That actionable intelligence doesn't have to be open and publicly available. Coviello noted that a lot of security information sharing is done in a more proprietary way among the good guys and is not available to hackers or criminal nation states. He also suggested that internal data is essential in defending against advanced threats. Internal data that looks for anomalies in network traffic as well as log files are two potential sources of security intelligence that can help mitigate the risks of attack.
For example, internal intelligence can come from behavioral analysis. He noted that while a company might have many diligent employees, chances are that if there are a lot of employees logging onto a resource at three in the morning, it's likely not legitimate traffic.

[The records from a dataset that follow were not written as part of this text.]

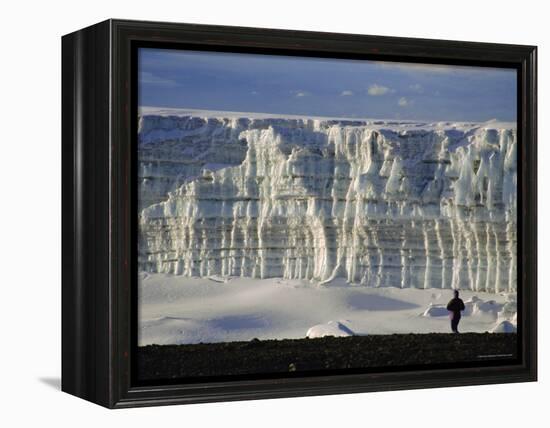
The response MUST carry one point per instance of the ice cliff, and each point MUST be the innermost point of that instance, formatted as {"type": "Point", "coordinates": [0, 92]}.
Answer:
{"type": "Point", "coordinates": [379, 203]}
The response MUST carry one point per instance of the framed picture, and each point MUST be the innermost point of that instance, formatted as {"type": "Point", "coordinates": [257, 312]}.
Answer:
{"type": "Point", "coordinates": [253, 213]}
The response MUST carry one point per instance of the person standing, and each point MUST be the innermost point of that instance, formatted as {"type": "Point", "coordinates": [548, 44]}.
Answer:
{"type": "Point", "coordinates": [455, 307]}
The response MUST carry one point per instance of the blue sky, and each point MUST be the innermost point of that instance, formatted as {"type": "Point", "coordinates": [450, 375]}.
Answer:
{"type": "Point", "coordinates": [324, 87]}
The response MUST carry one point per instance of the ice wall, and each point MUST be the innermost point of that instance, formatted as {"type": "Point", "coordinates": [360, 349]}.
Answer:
{"type": "Point", "coordinates": [377, 203]}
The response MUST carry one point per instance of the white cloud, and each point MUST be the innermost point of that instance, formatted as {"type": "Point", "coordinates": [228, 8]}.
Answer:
{"type": "Point", "coordinates": [404, 102]}
{"type": "Point", "coordinates": [148, 78]}
{"type": "Point", "coordinates": [377, 90]}
{"type": "Point", "coordinates": [417, 87]}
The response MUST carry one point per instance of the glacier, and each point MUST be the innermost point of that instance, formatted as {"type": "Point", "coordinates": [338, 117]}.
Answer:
{"type": "Point", "coordinates": [379, 203]}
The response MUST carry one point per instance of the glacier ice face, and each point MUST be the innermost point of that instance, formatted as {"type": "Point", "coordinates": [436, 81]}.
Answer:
{"type": "Point", "coordinates": [378, 203]}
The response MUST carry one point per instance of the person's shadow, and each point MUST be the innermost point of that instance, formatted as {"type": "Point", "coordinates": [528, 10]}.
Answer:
{"type": "Point", "coordinates": [52, 382]}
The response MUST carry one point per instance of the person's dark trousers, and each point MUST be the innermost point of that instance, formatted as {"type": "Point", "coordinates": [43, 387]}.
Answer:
{"type": "Point", "coordinates": [454, 323]}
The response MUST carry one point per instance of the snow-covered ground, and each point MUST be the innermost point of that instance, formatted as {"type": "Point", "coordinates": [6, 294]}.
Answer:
{"type": "Point", "coordinates": [177, 310]}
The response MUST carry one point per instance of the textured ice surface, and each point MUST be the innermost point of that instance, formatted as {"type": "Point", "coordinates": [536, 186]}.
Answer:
{"type": "Point", "coordinates": [179, 309]}
{"type": "Point", "coordinates": [376, 203]}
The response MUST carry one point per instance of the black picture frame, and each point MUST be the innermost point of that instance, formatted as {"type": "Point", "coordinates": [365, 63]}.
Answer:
{"type": "Point", "coordinates": [98, 197]}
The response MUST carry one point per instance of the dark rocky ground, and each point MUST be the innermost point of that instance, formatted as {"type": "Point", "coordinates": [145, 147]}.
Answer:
{"type": "Point", "coordinates": [295, 355]}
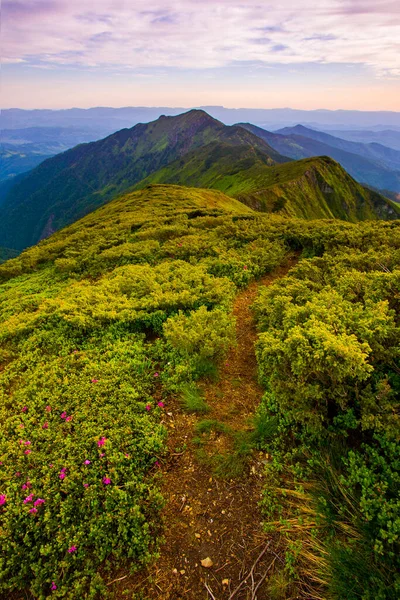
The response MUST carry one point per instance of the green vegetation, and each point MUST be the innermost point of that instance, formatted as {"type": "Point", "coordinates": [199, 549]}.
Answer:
{"type": "Point", "coordinates": [132, 304]}
{"type": "Point", "coordinates": [328, 354]}
{"type": "Point", "coordinates": [313, 188]}
{"type": "Point", "coordinates": [93, 320]}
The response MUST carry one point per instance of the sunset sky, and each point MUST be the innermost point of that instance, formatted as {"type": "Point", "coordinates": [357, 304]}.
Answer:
{"type": "Point", "coordinates": [63, 53]}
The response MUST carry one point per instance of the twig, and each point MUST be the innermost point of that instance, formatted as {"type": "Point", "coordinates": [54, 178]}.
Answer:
{"type": "Point", "coordinates": [209, 591]}
{"type": "Point", "coordinates": [253, 597]}
{"type": "Point", "coordinates": [251, 571]}
{"type": "Point", "coordinates": [119, 579]}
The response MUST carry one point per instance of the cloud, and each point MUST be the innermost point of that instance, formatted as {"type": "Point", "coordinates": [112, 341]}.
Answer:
{"type": "Point", "coordinates": [187, 34]}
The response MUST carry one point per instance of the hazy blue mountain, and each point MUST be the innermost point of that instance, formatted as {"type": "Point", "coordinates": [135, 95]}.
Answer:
{"type": "Point", "coordinates": [66, 187]}
{"type": "Point", "coordinates": [364, 170]}
{"type": "Point", "coordinates": [387, 137]}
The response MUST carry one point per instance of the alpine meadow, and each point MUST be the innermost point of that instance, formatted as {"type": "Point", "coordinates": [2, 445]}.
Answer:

"The capabilities that we're driving our customers toward are not going to stop an individual attack, but they will give the capability to respond timely enough to reduce the risk of loss," Coviello said. "There will always be a new type of attack; it's really about having a system that is agile, dynamic, and responsive."
While the notion that IT users need to have multiple sources of security intelligence -- both external and internal -- might seem obvious to some people, Coviello argued that's not always the case.
"If you're living this day in and day out, you tend to think that reports like this are rudimentary and just basic blocking and tackling," Coviello said. "Yet the vast majority of companies are still really immature."
In March of 2011, RSA itself was the victim of an advanced threat that led to a data breach. Coviello noted that he isn't just pitching security intelligence best practices for other companies to implement; he's using them at his own company as well.
"One of the ironies of our own breach is that the technology that helped us see the attack in progress was our NetWitness technology," Coviello said. (RSA's parent company EMC acquired NetWitness in April 2011, a month after disclosing the breach). "What most people don't realize is that most of these attacks go undetected."
Coviello admitted that RSA lost information in the data breach. However, he stressed that RSA was able to determine what was lost in a timely manner in order to mitigate the risk to customers. He added that RSA also took some of the lessons learned from the experience to make their technology and processes even better for creating a real-time response capability.
"We learned a lot in terms of our own internal security and we did think that we had a strong security program," Coviello said. "Let's just say we have a stronger one now."